Detecting and Grounding Multi-Modal Media Manipulation and Beyond

Misinformation has become a pressing issue. Fake media, in both visual and textual forms, is widespread on the web. While various deepfake detection and text fake news detection methods have been proposed, they are only designed for single-modality forgery based on binary classification, let alone analyzing and reasoning subtle forgery traces across different modalities. In this paper, we highlight a new research problem for multi-modal fake media, namely Detecting and Grounding Multi-Modal Media Manipulation (DGM^4). DGM^4 aims to not only detect the authenticity of multi-modal media, but also ground the manipulated content, which requires deeper reasoning of multi-modal media manipulation. To support a large-scale investigation, we construct the first DGM^4 dataset, where image-text pairs are manipulated by various approaches, with rich annotation of diverse manipulations. Moreover, we propose a novel HierArchical Multi-modal Manipulation rEasoning tRansformer (HAMMER) to fully capture the fine-grained interaction between different modalities. HAMMER performs 1) manipulation-aware contrastive learning between two uni-modal encoders as shallow manipulation reasoning, and 2) modality-aware cross-attention by multi-modal aggregator as deep manipulation reasoning. Dedicated manipulation detection and grounding heads are integrated from shallow to deep levels based on the interacted multi-modal information. To exploit more fine-grained contrastive learning for cross-modal semantic alignment, we further integrate Manipulation-Aware Contrastive Loss with Local View and construct a more advanced model HAMMER++. Finally, we build an extensive benchmark and set up rigorous evaluation metrics for this new research problem. Comprehensive experiments demonstrate the superiority of HAMMER and HAMMER++.
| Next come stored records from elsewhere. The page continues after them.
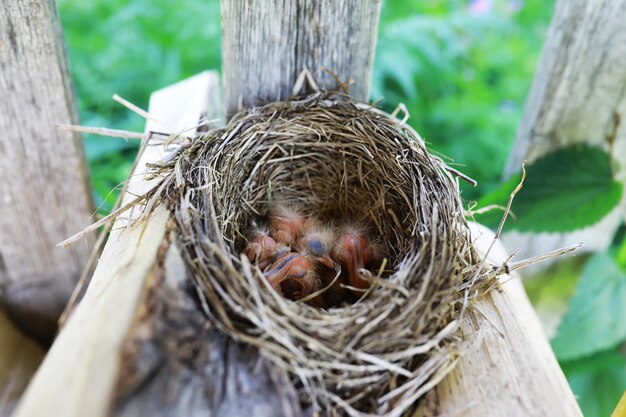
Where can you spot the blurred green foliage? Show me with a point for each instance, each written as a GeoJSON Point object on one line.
{"type": "Point", "coordinates": [576, 180]}
{"type": "Point", "coordinates": [462, 67]}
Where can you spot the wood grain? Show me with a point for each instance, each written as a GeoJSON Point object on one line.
{"type": "Point", "coordinates": [578, 94]}
{"type": "Point", "coordinates": [508, 368]}
{"type": "Point", "coordinates": [138, 343]}
{"type": "Point", "coordinates": [19, 358]}
{"type": "Point", "coordinates": [45, 192]}
{"type": "Point", "coordinates": [266, 44]}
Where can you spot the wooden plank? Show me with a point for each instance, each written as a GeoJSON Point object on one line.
{"type": "Point", "coordinates": [266, 44]}
{"type": "Point", "coordinates": [79, 373]}
{"type": "Point", "coordinates": [578, 95]}
{"type": "Point", "coordinates": [508, 368]}
{"type": "Point", "coordinates": [45, 192]}
{"type": "Point", "coordinates": [19, 358]}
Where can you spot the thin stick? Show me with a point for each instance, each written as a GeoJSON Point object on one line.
{"type": "Point", "coordinates": [136, 109]}
{"type": "Point", "coordinates": [513, 266]}
{"type": "Point", "coordinates": [462, 176]}
{"type": "Point", "coordinates": [103, 131]}
{"type": "Point", "coordinates": [493, 242]}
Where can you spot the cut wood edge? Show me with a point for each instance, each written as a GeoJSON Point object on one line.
{"type": "Point", "coordinates": [19, 358]}
{"type": "Point", "coordinates": [78, 376]}
{"type": "Point", "coordinates": [507, 367]}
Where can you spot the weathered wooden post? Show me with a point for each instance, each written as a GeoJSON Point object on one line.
{"type": "Point", "coordinates": [45, 189]}
{"type": "Point", "coordinates": [137, 343]}
{"type": "Point", "coordinates": [578, 95]}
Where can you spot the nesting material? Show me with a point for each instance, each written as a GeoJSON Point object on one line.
{"type": "Point", "coordinates": [339, 161]}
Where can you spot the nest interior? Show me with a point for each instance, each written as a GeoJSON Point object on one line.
{"type": "Point", "coordinates": [341, 161]}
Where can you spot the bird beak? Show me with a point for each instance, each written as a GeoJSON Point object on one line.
{"type": "Point", "coordinates": [326, 261]}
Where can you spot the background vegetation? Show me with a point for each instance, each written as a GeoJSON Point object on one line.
{"type": "Point", "coordinates": [463, 68]}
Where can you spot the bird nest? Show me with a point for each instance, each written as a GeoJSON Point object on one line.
{"type": "Point", "coordinates": [339, 161]}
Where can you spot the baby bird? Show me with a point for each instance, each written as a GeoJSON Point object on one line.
{"type": "Point", "coordinates": [261, 248]}
{"type": "Point", "coordinates": [317, 243]}
{"type": "Point", "coordinates": [286, 225]}
{"type": "Point", "coordinates": [354, 251]}
{"type": "Point", "coordinates": [293, 275]}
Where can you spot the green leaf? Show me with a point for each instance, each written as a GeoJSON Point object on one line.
{"type": "Point", "coordinates": [568, 189]}
{"type": "Point", "coordinates": [598, 381]}
{"type": "Point", "coordinates": [595, 319]}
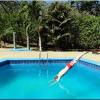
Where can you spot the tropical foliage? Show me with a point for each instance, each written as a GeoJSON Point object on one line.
{"type": "Point", "coordinates": [60, 25]}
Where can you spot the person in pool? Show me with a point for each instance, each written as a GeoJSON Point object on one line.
{"type": "Point", "coordinates": [68, 66]}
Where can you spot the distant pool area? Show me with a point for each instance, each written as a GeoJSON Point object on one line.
{"type": "Point", "coordinates": [30, 79]}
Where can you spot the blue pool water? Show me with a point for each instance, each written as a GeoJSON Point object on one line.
{"type": "Point", "coordinates": [33, 81]}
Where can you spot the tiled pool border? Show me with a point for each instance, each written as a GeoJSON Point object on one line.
{"type": "Point", "coordinates": [44, 60]}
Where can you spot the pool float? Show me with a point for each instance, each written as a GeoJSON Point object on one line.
{"type": "Point", "coordinates": [67, 67]}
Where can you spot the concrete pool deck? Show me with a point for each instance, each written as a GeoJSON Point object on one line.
{"type": "Point", "coordinates": [8, 53]}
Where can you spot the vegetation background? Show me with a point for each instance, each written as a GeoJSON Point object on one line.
{"type": "Point", "coordinates": [51, 26]}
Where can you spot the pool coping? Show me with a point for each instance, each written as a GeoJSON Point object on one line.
{"type": "Point", "coordinates": [59, 59]}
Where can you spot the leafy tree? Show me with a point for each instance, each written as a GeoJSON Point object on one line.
{"type": "Point", "coordinates": [89, 32]}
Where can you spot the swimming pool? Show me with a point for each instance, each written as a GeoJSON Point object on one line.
{"type": "Point", "coordinates": [31, 79]}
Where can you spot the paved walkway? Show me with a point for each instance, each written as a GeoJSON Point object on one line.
{"type": "Point", "coordinates": [7, 53]}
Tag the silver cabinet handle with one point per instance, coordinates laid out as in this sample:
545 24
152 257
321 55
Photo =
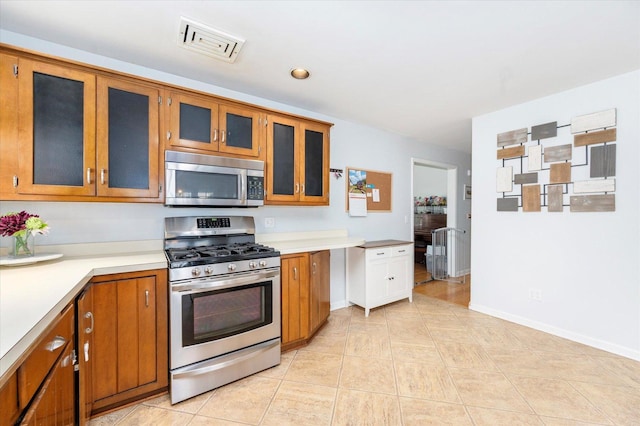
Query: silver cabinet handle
56 343
89 315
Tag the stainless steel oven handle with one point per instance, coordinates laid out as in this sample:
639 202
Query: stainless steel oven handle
197 371
213 283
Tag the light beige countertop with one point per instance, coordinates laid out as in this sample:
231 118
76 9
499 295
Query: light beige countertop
31 296
299 242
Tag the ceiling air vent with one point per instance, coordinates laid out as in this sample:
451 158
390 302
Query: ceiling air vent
209 41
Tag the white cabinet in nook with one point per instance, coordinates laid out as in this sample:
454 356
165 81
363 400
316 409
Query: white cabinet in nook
379 272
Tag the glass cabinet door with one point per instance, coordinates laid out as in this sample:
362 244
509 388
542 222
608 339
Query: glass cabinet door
240 131
315 171
127 139
57 133
194 122
282 153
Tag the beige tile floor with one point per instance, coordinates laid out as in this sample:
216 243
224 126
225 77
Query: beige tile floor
420 363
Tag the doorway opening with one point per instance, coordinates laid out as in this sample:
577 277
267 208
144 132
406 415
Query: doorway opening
435 205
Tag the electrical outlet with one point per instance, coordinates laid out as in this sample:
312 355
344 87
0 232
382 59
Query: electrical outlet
535 294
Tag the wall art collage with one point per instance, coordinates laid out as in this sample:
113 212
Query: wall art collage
557 166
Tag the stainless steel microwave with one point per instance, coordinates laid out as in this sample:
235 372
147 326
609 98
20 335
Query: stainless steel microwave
212 181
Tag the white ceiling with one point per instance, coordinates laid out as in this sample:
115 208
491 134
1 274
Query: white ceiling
421 69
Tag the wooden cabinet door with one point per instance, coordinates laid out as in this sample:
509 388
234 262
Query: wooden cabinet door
130 337
127 139
9 406
84 353
57 130
314 160
193 122
320 277
8 125
54 403
320 299
282 166
240 131
295 298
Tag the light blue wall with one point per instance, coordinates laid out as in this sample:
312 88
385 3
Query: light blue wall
352 145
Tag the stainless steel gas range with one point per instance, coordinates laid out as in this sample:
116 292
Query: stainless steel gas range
224 302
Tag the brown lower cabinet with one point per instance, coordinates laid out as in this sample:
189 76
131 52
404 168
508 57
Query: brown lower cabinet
123 340
305 279
41 391
54 403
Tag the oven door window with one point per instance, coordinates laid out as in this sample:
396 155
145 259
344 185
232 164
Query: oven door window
217 314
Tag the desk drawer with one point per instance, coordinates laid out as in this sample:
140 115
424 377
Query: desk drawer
50 345
401 250
378 253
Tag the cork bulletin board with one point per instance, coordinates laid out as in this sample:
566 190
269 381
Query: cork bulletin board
376 185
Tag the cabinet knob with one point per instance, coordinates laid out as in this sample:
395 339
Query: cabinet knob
89 315
56 343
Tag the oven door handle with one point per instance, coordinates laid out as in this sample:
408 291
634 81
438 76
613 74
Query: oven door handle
215 284
197 371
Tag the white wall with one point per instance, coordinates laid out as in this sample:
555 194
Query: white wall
585 264
429 181
352 145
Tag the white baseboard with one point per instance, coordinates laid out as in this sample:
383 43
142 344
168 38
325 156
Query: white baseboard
576 337
338 305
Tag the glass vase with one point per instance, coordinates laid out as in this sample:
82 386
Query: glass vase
23 245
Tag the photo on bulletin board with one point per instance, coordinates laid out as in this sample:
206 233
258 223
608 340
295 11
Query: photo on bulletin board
357 181
375 185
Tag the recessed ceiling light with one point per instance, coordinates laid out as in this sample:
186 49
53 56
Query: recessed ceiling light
300 73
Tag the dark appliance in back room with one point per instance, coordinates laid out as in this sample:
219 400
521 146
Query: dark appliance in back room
224 303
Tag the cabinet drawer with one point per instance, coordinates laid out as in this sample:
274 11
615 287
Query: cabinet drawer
36 367
401 250
378 253
9 401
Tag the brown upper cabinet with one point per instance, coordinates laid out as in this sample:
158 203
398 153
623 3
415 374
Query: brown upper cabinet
297 162
73 132
85 135
204 124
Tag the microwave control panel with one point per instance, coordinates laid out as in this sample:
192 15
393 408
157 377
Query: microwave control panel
255 188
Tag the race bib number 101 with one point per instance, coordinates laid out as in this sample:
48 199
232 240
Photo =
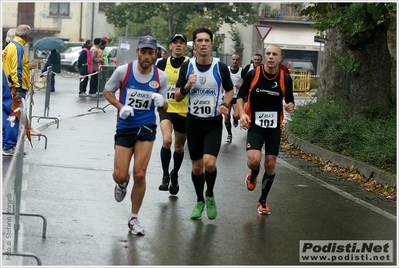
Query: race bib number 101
266 119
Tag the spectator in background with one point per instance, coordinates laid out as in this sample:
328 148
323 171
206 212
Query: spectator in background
85 65
283 67
16 80
164 54
237 77
104 54
98 60
10 36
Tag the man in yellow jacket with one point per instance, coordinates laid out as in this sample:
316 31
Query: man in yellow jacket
17 71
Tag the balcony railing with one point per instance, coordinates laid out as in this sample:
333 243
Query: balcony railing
283 11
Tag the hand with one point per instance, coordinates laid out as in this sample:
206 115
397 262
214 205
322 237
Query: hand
32 65
158 100
289 107
192 79
126 111
245 122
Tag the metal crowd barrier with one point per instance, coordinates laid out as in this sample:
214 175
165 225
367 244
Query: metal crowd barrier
16 167
47 99
103 76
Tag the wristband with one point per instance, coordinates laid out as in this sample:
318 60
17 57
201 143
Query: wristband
224 104
183 91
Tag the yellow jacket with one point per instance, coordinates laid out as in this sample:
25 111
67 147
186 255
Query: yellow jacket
16 64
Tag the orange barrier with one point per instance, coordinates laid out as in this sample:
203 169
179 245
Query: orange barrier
301 80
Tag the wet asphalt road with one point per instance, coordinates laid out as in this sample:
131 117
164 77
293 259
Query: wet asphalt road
70 183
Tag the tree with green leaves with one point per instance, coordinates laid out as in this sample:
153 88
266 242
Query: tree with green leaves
357 45
163 20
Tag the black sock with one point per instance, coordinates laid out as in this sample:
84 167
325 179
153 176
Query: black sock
165 160
177 160
255 172
210 179
267 182
198 182
228 127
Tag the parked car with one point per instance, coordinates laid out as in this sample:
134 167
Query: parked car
69 58
299 64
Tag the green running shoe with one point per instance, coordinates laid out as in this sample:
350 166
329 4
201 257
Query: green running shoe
197 212
211 211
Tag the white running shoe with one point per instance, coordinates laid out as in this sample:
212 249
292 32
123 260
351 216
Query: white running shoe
135 227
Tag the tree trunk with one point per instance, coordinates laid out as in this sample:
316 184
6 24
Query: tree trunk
370 85
332 80
370 90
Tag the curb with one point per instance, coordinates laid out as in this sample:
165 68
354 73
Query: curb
366 170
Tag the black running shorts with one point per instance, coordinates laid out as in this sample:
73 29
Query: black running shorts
128 137
204 136
178 121
257 136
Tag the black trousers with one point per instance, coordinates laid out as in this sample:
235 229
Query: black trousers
83 85
93 84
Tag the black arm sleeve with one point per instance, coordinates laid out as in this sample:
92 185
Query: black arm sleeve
246 84
161 64
226 79
289 95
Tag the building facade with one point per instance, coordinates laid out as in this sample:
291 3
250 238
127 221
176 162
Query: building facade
70 21
292 32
翻译：虚假信息已成为一个紧迫问题。网络上充斥着视觉和文本形式的伪造媒体。尽管已有多种深度伪造检测和文本假新闻检测方法被提出，但它们仅基于二元分类针对单一模态的伪造设计，更不用说跨模态分析和推理微妙的伪造痕迹。本文提出一个多模态伪造媒体的新研究问题，即检测与定位多模态媒体篡改（DGM^4）。DGM^4不仅旨在检测多模态媒体的真实性，还要求定位被篡改的内容，这需要对多模态媒体篡改进行更深层次的推理。为支持大规模研究，我们构建了首个DGM^4数据集，其中图像-文本对通过多种方法被篡改，并带有丰富的篡改标注。此外，我们提出了一种新颖的分层多模态篡改推理Transformer（HAMMER），以充分捕捉不同模态间的细粒度交互。HAMMER执行：1）两个单模态编码器间的感知篡改对比学习作为浅层篡改推理，以及2）通过多模态聚合器实现的模态感知交叉注意力作为深层篡改推理。基于交互的多模态信息，从浅层到深层集成了专用的篡改检测和定位头部。为了利用更细粒度的对比学习实现跨模态语义对齐，我们进一步整合了带局部视图的感知篡改对比损失，构建了更先进的模型HAMMER++。最后，我们为这一新研究问题构建了广泛的基准测试并设置了严格的评估指标。综合实验证明了HAMMER和HAMMER++的优越性。